Choosing the Right Grain for Your Morning
September 15, 2015 MVP Blog comments
Q: Is whole grain hot cereal more healthful than whole grain dry cereal? (i.e., is oatmeal any better for you than Cheerios).
A: Oatmeal, particularly the slow-cooked kind, is generally healthier than Cheerios.
Both are made from whole oats, but the difference comes down to processing. Unprocessed whole oats, like those in steel-cut oatmeal, take a while for the body to digest.

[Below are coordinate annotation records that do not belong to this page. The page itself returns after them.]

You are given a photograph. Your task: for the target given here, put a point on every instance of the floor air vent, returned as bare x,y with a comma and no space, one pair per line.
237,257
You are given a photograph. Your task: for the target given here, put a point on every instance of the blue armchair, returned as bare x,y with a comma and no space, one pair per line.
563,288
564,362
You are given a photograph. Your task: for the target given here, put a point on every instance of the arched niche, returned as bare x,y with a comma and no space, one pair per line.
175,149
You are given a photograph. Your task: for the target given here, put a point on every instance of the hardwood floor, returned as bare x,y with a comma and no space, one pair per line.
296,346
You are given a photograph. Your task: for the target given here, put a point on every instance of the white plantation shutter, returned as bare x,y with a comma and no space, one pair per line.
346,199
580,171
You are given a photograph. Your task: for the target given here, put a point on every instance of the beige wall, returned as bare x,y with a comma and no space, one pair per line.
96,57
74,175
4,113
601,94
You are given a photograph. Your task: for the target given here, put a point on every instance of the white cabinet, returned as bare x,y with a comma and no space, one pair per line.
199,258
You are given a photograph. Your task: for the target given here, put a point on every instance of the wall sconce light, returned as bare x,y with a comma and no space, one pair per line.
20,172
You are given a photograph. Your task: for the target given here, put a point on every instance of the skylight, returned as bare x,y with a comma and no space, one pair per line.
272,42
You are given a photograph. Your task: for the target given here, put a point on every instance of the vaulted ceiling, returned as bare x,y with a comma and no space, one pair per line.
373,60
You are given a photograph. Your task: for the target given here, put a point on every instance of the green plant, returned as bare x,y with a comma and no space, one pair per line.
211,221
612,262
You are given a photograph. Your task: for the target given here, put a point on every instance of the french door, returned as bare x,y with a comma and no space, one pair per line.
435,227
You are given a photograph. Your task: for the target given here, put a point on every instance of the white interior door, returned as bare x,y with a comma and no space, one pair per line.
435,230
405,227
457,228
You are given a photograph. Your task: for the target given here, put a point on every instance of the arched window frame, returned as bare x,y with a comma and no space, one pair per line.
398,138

(NYTimes.com, by Karen Weintraub, Photo Credit Andrew Scrivani)
With Cheerios and other processed cereals, “you basically have rapidly digested sugar mixed with bran and germ,” said Dr. Dariush Mozaffarian, dean of the Friedman School of Nutrition Science and Policy at Tufts University. “It provides fiber and minerals, but also digests in the mouth almost immediately.”
That gives you a quick spike in blood sugar, but no energy for later.
One 2013 study, for instance, found that people who ate oatmeal felt fuller and had better appetite control than those who ate the same number of calories of processed cereal.
Both oatmeal and Cheerios are whole grains, which puts them ahead of cereals like Corn Flakes and Special K, in which the bran and germ have been removed, Dr. Mozaffarian said. Whole grains have more fiber and a wider range of vitamins and minerals.
As a practical rule-of-thumb, Dr. Mozaffarian suggests using the total carbohydrate-to-fiber ratio to find more healthful breakfast foods – aiming for a ratio of less than 10 to 1, which is comparable to the ratio in whole wheat flour.
A serving of Corn Flakes, for instance, includes about 24 grams of carbohydrate and 1 gram of fiber, a less-than-ideal ratio. Cheerios achieves the desired ratio of about 10 grams of carbohydrate for every gram of fiber. Instant oatmeals that contain lots of added sugar may be worse than Cheerios using this standard.
For his own breakfast, Dr. Mozaffarian eats Kashi Good Friends cereal along with fruit and full-fat milk. Kashi has more sugar than Cheerios or oats, providing about 42 grams of carbohydrate per serving. But it also has 12 grams of fiber, giving it a better carb-to-fiber ratio than many other cereals, Dr. Mozaffarian said.
The fruit adds even more fiber, and the full-fat milk digests more slowly than low-fat milk.
“If you eat a breakfast of refined cereal and skim milk,” Dr. Mozaffarian said, “your blood sugar is going to crash a few hours later, and you will be hungrier and eat more for lunch.”